Remix.run Logo
paxys 16 hours ago

The problem with all these "AI box" startups is that the product is too expensive for hobbyists, and companies that need to run workloads at scale can always build their own servers and racks and save on the markup (which is substantial). Unless someone can figure out how to get cheaper GPUs & RAM there is really no margin left to squeeze out.

nine_k 15 hours ago | parent | next [-]

Would a hedge fund that does not want to trust to a public AI cloud just buy chassis, mobos, GPUs, etc, and build an equivalent themselves? I suspect they value their time differently.

paxys 11 hours ago | parent [-]

Why do you think a hedge fund can't hire a couple of IT guys? Most of the larger ones have technical operations that would put big tech to shame.
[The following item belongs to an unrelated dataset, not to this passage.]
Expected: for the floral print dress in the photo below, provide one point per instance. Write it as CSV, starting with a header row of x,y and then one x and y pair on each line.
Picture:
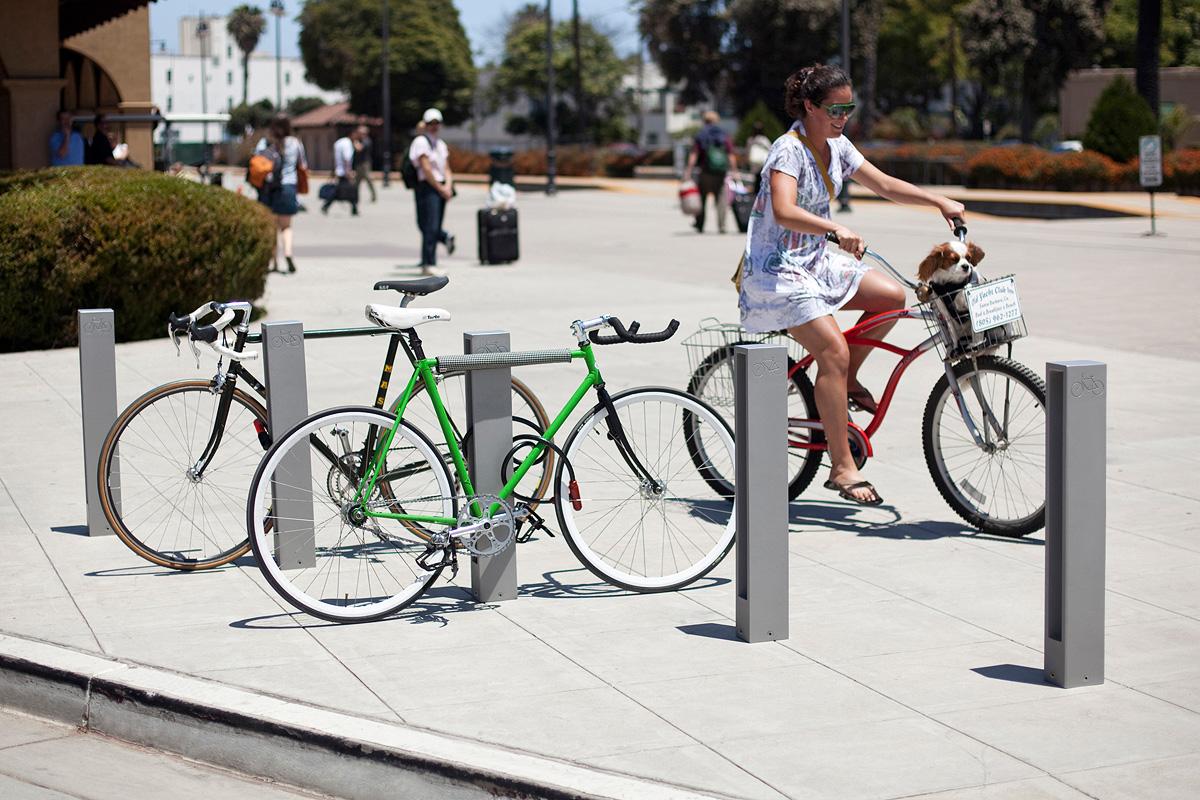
x,y
790,278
ViscountPenguin 6 hours ago | parent | next [-]

Medium sized hedge funds are a good portion of the market, and only really want to hire just enough tech people to keep the quant pipelines running.

signal_v1 7 hours ago | parent | prev [-]

[dead]

qubex 8 hours ago | parent | prev | next [-]

They’re kickstarting a TINY device that is pocketable and aimed at consumers. I’ve backed it (full disclosure).

jgrizou 3 hours ago | parent | next [-]

https://www.kickstarter.com/projects/tiinyai/tiiny-ai-pocket...

ankaz 2 hours ago | parent | prev [-]

[dead]

kkralev 15 hours ago | parent | prev [-]

i think the real gap isnt at the high end tho. theres a whole segment of people who just want to run a 7-8b model locally for personal use without dealing with cloud APIs or sending their data somewhere. you dont need 4 GPUs for that, a jetson or even a mini pc with decent RAM handles it fine. the $12k+ market feels like it's chasing a different customer than the one who actually cares about offline/private AI

wmf 14 hours ago | parent [-]

just want to run a 7-8b model locally

This is already solved by running LM Studio on a normal computer.

zozbot234 14 hours ago | parent [-]

Ollama or llama.cpp are also common alternatives. But a 8B model isn't going to have much real-world knowledge or be highly reliable for agentic workloads, so it makes sense that people will want more than that.

zach_vantio 12 hours ago | parent [-]

the compute density is insane. but giving a 70B model actual write access locally for agentic workloads is a massive liability. they still hallucinate too much. raw compute without strict state control is basically just a blast radius waiting to happen.